What are the risks of using Public Wi-Fi?
Generally, whenever possible employees should avoid connecting business devices to public Wi-Fi networks. Here’s why:
- Public Wi-Fi networks often do not have passwords and can be easily hacked
- Hackers can set up lookalike public Wi-Fi
- The lookalike Wi-Fi can read all the information your computer sends through it, including keystrokes and banking information
- In public places, it is physically easier for someone to watch and record activity to steal
Once the hackers have information on key employees and have identified a vulnerability, they begin the hack such as sending an email that installs malware or using a password cracking tool to lock you out.
What can I do to avoid the risks of Public Wi-Fi?
- Encourage your employees to save any documents to their desktop to work offline when out of the office or home office
- Remind them to save online banking and other sensitive online activities for when they’re on a secure, trusted network
- Consider connecting to a password-protected Mi-Fi device or personal hotspot instead. These are not foolproof devices and may be vulnerable to attack as well, but they are more secure options than public networks.

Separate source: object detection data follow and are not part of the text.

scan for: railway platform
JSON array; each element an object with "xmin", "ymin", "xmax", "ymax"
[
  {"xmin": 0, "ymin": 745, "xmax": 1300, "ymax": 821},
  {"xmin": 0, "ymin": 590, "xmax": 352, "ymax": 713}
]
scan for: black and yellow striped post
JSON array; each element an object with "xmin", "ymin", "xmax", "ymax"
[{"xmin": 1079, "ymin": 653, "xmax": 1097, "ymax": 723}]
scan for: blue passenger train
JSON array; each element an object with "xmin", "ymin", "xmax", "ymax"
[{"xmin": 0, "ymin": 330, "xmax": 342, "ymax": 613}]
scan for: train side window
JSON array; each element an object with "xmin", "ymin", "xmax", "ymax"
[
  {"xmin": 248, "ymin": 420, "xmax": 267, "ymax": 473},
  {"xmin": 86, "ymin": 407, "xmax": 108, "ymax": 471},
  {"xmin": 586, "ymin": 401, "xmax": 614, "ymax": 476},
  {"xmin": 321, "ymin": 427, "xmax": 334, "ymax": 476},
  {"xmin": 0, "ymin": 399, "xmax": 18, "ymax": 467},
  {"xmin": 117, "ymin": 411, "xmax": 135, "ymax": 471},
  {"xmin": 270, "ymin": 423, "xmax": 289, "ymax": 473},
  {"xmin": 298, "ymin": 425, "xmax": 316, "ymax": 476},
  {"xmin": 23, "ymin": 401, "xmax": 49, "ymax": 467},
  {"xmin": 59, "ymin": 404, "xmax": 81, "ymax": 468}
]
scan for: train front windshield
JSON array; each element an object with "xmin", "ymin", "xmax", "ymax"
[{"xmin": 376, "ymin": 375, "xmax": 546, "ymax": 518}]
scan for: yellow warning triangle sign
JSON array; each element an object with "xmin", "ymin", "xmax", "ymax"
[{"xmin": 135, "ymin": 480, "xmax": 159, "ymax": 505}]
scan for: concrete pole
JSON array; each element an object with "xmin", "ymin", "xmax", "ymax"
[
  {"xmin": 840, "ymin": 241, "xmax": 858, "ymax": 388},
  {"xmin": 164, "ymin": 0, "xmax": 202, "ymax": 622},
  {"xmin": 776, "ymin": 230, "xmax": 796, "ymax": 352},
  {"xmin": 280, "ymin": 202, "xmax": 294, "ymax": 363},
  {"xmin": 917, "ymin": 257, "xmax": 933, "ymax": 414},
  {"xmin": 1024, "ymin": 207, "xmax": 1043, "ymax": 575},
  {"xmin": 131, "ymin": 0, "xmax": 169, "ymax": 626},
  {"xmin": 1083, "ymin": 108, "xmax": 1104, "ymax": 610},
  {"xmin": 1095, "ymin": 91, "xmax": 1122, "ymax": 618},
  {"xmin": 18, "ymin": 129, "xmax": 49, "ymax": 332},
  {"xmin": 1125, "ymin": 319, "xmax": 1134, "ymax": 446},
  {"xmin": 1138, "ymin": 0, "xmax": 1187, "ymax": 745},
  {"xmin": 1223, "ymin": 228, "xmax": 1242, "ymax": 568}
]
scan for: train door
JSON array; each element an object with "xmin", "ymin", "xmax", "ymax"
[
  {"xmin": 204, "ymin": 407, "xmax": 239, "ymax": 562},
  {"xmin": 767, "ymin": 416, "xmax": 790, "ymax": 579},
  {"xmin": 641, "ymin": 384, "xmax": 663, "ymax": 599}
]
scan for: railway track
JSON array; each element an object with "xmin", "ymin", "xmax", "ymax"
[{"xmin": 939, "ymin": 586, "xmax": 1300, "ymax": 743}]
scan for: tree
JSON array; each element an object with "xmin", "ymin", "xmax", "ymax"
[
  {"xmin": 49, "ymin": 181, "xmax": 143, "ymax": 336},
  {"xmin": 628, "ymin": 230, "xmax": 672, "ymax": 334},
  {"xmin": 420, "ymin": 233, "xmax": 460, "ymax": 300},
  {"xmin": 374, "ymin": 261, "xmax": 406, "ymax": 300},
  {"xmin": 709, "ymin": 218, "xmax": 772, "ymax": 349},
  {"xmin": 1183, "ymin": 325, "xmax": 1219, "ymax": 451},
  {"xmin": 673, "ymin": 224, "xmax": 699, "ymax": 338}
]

- Finally, in addition to avoiding public Wi-Fi networks, employees should also avoid public computers. These are easily compromised by hackers.
Return to Safety
It is important that you, as a business leader, and your employees know these and other cybersecurity basic tips to avoid a potential attack. When traveling or on the go, be sure your employees are thinking twice about using a public Wi-Fi network and staying alert to how easily potential attacks can happen. When asked if public Wi-Fi and computers are okay to use, we at Thriveon shout a big “Nay!”